Building Reciprocity: Curiosity and Learning in Humans and Machines

mediaX 2021 Virtual Conference
July 13, 14 and 15, 2021

Learning is rooted in what it means to be human. Exploration, curiosity, and feedback both fuel and guide development in humans, as well as in science and analytics. This is a lifelong endeavor for humans. Machines and systems, increasingly required to continue a trajectory of learning, rely on patterns, sequences, consistencies, feedback, and new instruction for their improvement.

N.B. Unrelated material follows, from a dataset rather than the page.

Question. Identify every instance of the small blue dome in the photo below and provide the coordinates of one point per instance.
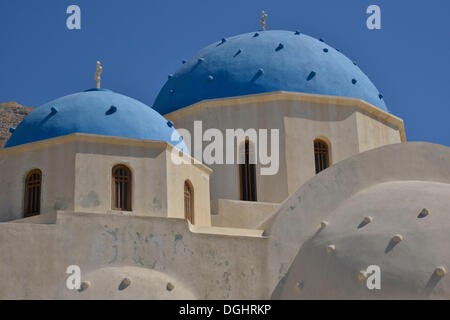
(95, 111)
(265, 61)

What similarities in curiosity and learning of humans and machines can be assumed or explored?

Over three days, mediaX thought leaders will share recent insights on important questions:

*In what ways can technological augmentation, simulation, or communication enhance the reciprocity between human and machine learning?

*Toward what reciprocal outcomes will we aspire for human and machine learning?

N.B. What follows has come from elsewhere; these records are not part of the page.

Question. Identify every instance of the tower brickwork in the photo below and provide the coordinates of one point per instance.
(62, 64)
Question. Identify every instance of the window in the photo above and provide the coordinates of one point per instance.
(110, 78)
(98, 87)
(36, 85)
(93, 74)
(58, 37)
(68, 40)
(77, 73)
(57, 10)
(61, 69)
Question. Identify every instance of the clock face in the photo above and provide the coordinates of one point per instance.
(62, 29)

*How will the assessment of 21st century human learning be like or unlike the assessment of learning in automated systems?

Full Schedule: (All Times Pacific)
EMPOWERMENT – Tuesday, July 13, 8:00am-10:30am
“The Influence of Culture, Community and Context on Learning”
Industry Panel: “Designing Systems for Digital Instruction”
“Inclusive Innovation for Developing Relevant Learning Assessments”

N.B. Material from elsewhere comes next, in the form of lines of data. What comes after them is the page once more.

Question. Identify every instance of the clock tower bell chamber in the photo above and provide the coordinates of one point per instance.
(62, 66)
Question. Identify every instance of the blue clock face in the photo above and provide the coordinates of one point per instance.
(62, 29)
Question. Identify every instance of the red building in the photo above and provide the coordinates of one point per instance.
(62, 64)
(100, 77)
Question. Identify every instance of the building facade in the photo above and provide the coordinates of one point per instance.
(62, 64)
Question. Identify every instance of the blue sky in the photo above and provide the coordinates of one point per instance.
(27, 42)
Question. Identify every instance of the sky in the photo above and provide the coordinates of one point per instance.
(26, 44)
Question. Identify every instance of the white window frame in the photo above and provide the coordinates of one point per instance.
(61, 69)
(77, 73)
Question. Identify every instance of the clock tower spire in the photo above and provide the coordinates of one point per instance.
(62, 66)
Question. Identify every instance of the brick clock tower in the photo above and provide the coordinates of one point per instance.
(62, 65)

DISCOVERY – Wednesday, July 14, 1:00pm-3:30pm
“A Taxonomy for Curiosity in Humans and AI”
“Limitations for Curiosity and Discovery in Open AI – GPT-3”
mediaX & NOVIM Awards

FEEDBACK – Thursday, July 15, 5:00pm-7:30pm
“Leaky Abstractions for Designing AI Experiences”
Industry Panel: “Teaching AIs to Provide Feedback to Humans”


Nick Haber is an Assistant Professor at the Stanford Graduate School of Education, and by courtesy, Computer Science. After receiving his PhD in mathematics on Partial Differential Equation theory, he worked on Sension, a company that applied computer vision to online education. He then co-founded the Autism Glass Project at Stanford, a research effort that employs wearable technology and computer vision in a tool for children with autism. Aside from such work on learning and therapeutic tools, he and his research group develop artificial intelligence systems meant to mimic and model the ways people learn early in life, exploring their environments through play, social interaction, and curiosity.

David Evans, a Stanford Distinguished Visiting Scholar, is the President of David A. Evans LLC. He was the founder, president, CEO and chief scientist of JustSystems Evans Research, Inc., and also a chief scientist and director for JustSystems Corp. in Japan. Dr. Evans developed the CLARIT system, which pioneered the use of NLP-based language analysis to support automatic text indexing, retrieval, filtering, categorization, summarization, extraction, and information organization (all within a single process). Today, CLARIT is the core technology in JustSystems’s ConceptBase product and has become the leading enterprise knowledge management software suite in Japan (with over 50% market share).

Peter Norvig, a Stanford Distinguished Visiting Scholar, is a Director of Research at Google Inc; previously he directed Google’s core search algorithms group. He is co-author of Artificial Intelligence: A Modern Approach, the leading textbook in the field, and co-teacher of an Artificial Intelligence class that signed up 160,000 students, helping to kick off the current round of massive open online classes. He is a fellow of the AAAI, ACM, California Academy of Science and American Academy of Arts & Sciences.

Ed Hovy is a research professor at the Language Technologies Institute in the School of Computer Science at Carnegie Mellon University. Starting in 2020 he served a term as Program Manager in DARPA’s Information Innovation Office (I2O), where he managed programs in Natural Language Technology and Data Analytics totaling over $30M per year. His research focuses on computational semantics of language and addresses various areas in Natural Language Processing and Data Analytics, including in-depth machine reading of text, information extraction, automated text summarization, question answering, the semi-automated construction of large lexicons and ontologies, and machine translation. In early 2021 his Google h-index was 93, with over 48,000 citations.